History will reflect on the 2020 pandemic and offer opinions because that’s just what it does, but more important, we must learn lessons from our experience to improve our response to the next one. There is little question that the US management of the pandemic is/was abominable. The US has about 5% of the world’s population but has 25% of the infections, yet we pay 18% of GDP on healthcare and have/had the world’s foremost public health organization. In the US, everything about the pandemic is surrounded by confusion rising to a national stage – some argue it is a hoax in the face of a terrifying death toll; some argue (and even fight) for no masks, while research argues that masks will save lives; the danger of the virus on surfaces remains a mystery; social distancing, an obviously good idea, uses arbitrary metrics (who says 6 ft is correct?); testing wallows in chaos; states open schools without mandating masks and offering less stringent, still arbitrary distancing metrics; some states open everything while others move back to lockdowns; and the president shrugs, saying “it is what it is” and “it will go away.”
No matter what is said publicly, there are countries managing the pandemic much better than the US. For example, Japan has an infection rate of 0.04% of the population, while the US’ is near 2%. South Korea has a death rate of 0.5 deaths per 100,000 population, while the US’ is 52. Taiwan, a country of 24 million people, has had only 480 cases, 10,000 times less than the US despite a population difference of only 10. Even Caribbean and Third World countries are doing better; for example, Cuba’s infection rate is 0.036 and the Congo’s is 0.2 (10 times less than the US). So how can a country that spends 18% of GDP on healthcare and had a CDC pandemic response plan in the can perform 10 times worse than a Third World country?
One answer, and thus a lesson to be learned, is the lack of a strong national response. The reason for that is not just a weak, incompetent, and irresponsible president, but it also lies with the nature of US public health. Public health in the US is managed at the state and local level, thus offering 50 different ways to handle a pandemic. Integrate these variations into one country and you get the pandemic chaos seen in the US. There is a solution for next time, however, but it may take national legislation and definitely needs strong leadership. The US already has a history of declaring national emergencies to override local discretion in times of dire need. Pandemics are times of dire need.
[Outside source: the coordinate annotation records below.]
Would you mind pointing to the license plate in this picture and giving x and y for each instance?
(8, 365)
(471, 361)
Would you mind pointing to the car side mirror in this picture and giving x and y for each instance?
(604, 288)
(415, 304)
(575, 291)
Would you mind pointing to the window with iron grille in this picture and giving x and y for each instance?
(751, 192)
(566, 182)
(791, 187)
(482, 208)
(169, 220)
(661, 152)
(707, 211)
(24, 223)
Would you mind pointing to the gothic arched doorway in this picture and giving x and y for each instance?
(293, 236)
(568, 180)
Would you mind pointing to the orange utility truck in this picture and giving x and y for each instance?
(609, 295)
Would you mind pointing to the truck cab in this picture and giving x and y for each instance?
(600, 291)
There should be the ability to allow federal management of pandemics when an emergency is declared that covers equipment supply, testing/tracing, and behavior management (e.g., quarantines, masks, shutdowns, etc.).
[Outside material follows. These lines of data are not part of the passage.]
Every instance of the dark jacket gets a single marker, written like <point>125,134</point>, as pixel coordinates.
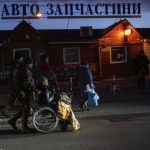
<point>24,79</point>
<point>84,77</point>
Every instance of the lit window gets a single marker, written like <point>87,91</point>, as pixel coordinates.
<point>27,36</point>
<point>118,55</point>
<point>71,55</point>
<point>128,32</point>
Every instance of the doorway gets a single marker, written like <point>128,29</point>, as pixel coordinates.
<point>21,52</point>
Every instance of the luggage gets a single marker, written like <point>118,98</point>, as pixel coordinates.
<point>65,111</point>
<point>93,98</point>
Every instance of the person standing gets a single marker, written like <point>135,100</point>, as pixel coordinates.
<point>48,73</point>
<point>13,72</point>
<point>84,80</point>
<point>141,69</point>
<point>24,90</point>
We should examine if there already are sufficient laws and practices and whether we simply squandered them. After all, the CDC did have a pandemic response plan, but the president sidelined the CDC. The US did have a stockpile of protective equipment, but the president did not replenish it. Reliable testing was available at the onset of the pandemic, but the president insisted on developing our own test, wasting precious time. Scientific experts were voicing alarms early on, but the president downplayed the threat, beating an “America is great” drum. The Defense Production Act exists to ensure supplies needed in an emergency can be there, but the president used it too little and too late. A pandemic, defined as a worldwide condition, requires worldwide coordination, but the president instead isolated the US from the rest of the world. Scientific experts advise to control the pandemic first and then the economy will follow, but the president insists on doing it backwards. The one impressive thing we are doing is fast-tracking vaccine development. It is ironic that a president who doesn’t believe in science is relying on science to save the day. Even the president’s support of vaccine development has been argued to be insufficient, however. Better worldwide coordination (it’s currently run like a competition) and much more money/effort (adding $100 billion more to the effort pales to the $7 trillion so far juiced into the limping world economy). The shameful thing we are doing is buying up the world’s stock of Remdesivir because our president cares about nothing but “America first” (and himself).
Perhaps from the above, one might suspect that the problem has been our president. Although strong, selfless leadership is always needed in a crisis, the lessons we must learn on top of this for the next pandemic (or for this one if it lingers) are:
- The ability for an emergency override to impose national public health actions (state and local public health authorities should be ready to implement, not independently design) with appropriate enforcement.
- A fully replenished stockpile of equipment and supplies with a US (internal) capability for further replenishment during times of use.
- A national testing plan, including test development and implementation with sufficient contact tracing.
- Quarantine rules and enforcement.
- Clear criteria for public, business, and school operation/shutdown.
- A short-term financial plan to help those affected, optimized for its impact on the long-term economy, including national debt considerations.
There may be other things we can do by studying what worked and what didn’t the world over, but this may be the best we can do. It still doesn’t guarantee our long-term survival.